Une taxe « véhicule connecté »

En toile de fond, un autre enjeu : la cybersécurité, l’automatisation de la conduite automobile supposant une connectivité généralisée, à la fois entre véhicules et avec l’infrastructure.

Sur ce point, les sénateurs invitent à s’opposer à l’homologation de véhicules autonomes sans volant ni pédales « tant que la cybersécurité n’est pas parfaitement assurée ».

Ils en appellent par ailleurs à une harmonisation technique de la communication entre véhicules et à une standardisation de la signalisation routière (en accompagnant éventuellement les panneaux d’une émission radio), dans l’optique d’assurer un passage « techniquement fluide » des frontières intérieures.

S’y assortit un défi de coordination des flux en zones urbaines, idéalement par l’intermédiaire d’un dispositif capable de centraliser l’ensemble des informations relatives aux trajets des véhicules autonomes.

Le Sénat évoque, en parallèle, l’introduction d’un péage généralisé acquitté lors des déplacements en véhicule connecté ; une sorte de ressource fiscale de remplacement pour accompagner la baisse des rentes issues des taxes sur les produits pétroliers, à mesure que se développe le véhicule électrique.

Deux conventions

Se pose aussi la question du cadre juridique.

Dans l’UE, la circulation automobile est régie par le droit international, et plus particulièrement la Convention de Vienne.

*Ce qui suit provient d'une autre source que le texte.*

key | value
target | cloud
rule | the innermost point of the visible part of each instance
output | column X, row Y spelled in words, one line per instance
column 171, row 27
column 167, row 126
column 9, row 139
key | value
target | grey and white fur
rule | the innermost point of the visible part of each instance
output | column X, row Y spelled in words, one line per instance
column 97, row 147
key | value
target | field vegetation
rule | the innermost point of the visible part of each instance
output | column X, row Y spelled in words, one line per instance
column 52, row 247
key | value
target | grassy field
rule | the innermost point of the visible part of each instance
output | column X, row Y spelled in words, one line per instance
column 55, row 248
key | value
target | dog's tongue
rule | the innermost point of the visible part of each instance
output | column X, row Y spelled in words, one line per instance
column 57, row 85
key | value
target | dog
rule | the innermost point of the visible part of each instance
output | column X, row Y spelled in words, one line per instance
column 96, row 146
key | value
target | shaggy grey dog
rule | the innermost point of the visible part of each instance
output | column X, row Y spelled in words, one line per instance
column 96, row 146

Cette dernière, adoptée en 1968, dispose, en son article 8, que « tout véhicule en mouvement ou tout ensemble de véhicules en mouvement doit avoir un conducteur ». Ce qui semble difficilement compatible avec la conduite autonome.

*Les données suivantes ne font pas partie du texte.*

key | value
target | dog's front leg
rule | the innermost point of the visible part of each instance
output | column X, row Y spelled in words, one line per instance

Cinq pays de l’Union (Chypre, Espagne, Irlande, Malte, Royaume-Uni), tout comme la Chine, les États-Unis, le Japon et l’Australie, n’ont pas ratifié cette convention et s’en tiennent à celle votée en 1949 à Genève… sans les dispositions susmentionnées.

Il en résulte, estime le Sénat, « une incontestable distorsion de concurrence dans la recherche ». Les États-Unis ont d’ailleurs pris de l’avance, notamment en adoptant, au mois de septembre, le Self Drive Act, qui permet la circulation à titre expérimental de 100 000 véhicules sur toutes les voies du pays*.

Des robots responsables ?

Le problème est aussi d’ordre moral : qu’en est-il de la responsabilité juridique des robots ?

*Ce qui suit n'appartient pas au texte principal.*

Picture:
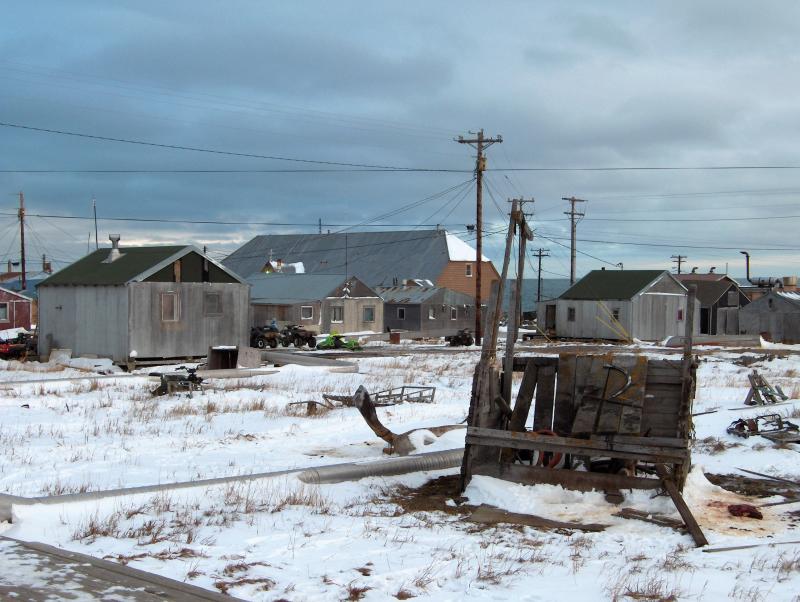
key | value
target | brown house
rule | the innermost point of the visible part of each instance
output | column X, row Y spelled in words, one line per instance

En l’état, le droit des assurances automobiles, basé sur les conventions de Genève et Vienne, retient exclusivement la responsabilité du conducteur. Or, l’essor de la conduite sans chauffeur pourrait multiplier les parties prenantes.

Du côté des députés européens, on penche pour une assurance obligatoire abondant un fonds destiné à dédommager totalement les victimes d’accidents causés par des robots – comme cela existe déjà pour les véhicules dont le conducteur est inconnu ou non assuré.

On propose, en outre, de créer un statut juridique pour les « personnes électroniques responsables tenues de réparer tout dommage causé à un tiers », applicable à « tout robot qui prend des décisions de façon autonome et qui interagit de façon indépendante avec des tiers ».

Concernant la préservation de a vie privée, le Sénat note que l’ordonnancement juridique actuel de l’UE est « inadapté au bouleversement introduit par l’intelligence artificielle », à laquelle aucune référence explicite n’est faite dans le règlement (RGPD) qui doit entrer en vigueur en mai 2018.

Couloirs transfrontaliers

Qu’en est-il de la coopération entre États membres ?

La déclaration d’Amsterdam a constitué, en avril 2016, une première marque de rapprochement. Les ministres des Transports se sont accordés sur la nécessité d’une approche « plus coordonnée », avec plusieurs objectifs, dont la mise en place – si possible à l’horizon 2019 – d’un réseau cohérent destiné à la conduite autonome et connectée.

Plus récemment, la France et l’Allemagne ont annoncé leur intention de créer un site expérimental transfrontalier de véhicules autonomes, entre Metz et la Sarre. Un autre dialogue, mené en septembre à Francfort, a débouché sur l’engagement de réaliser de nouveaux tests transfrontaliers entre la Finlande, la Norvège et la Suède.

* En France, une ordonnance d’août 2016 permet, sous un strict encadrement, la circulation expérimentale de véhicules « à délégation partielle ou totale de conduite », sous réserve d’un décret en Conseil d’État et d’un arrêté interministériel.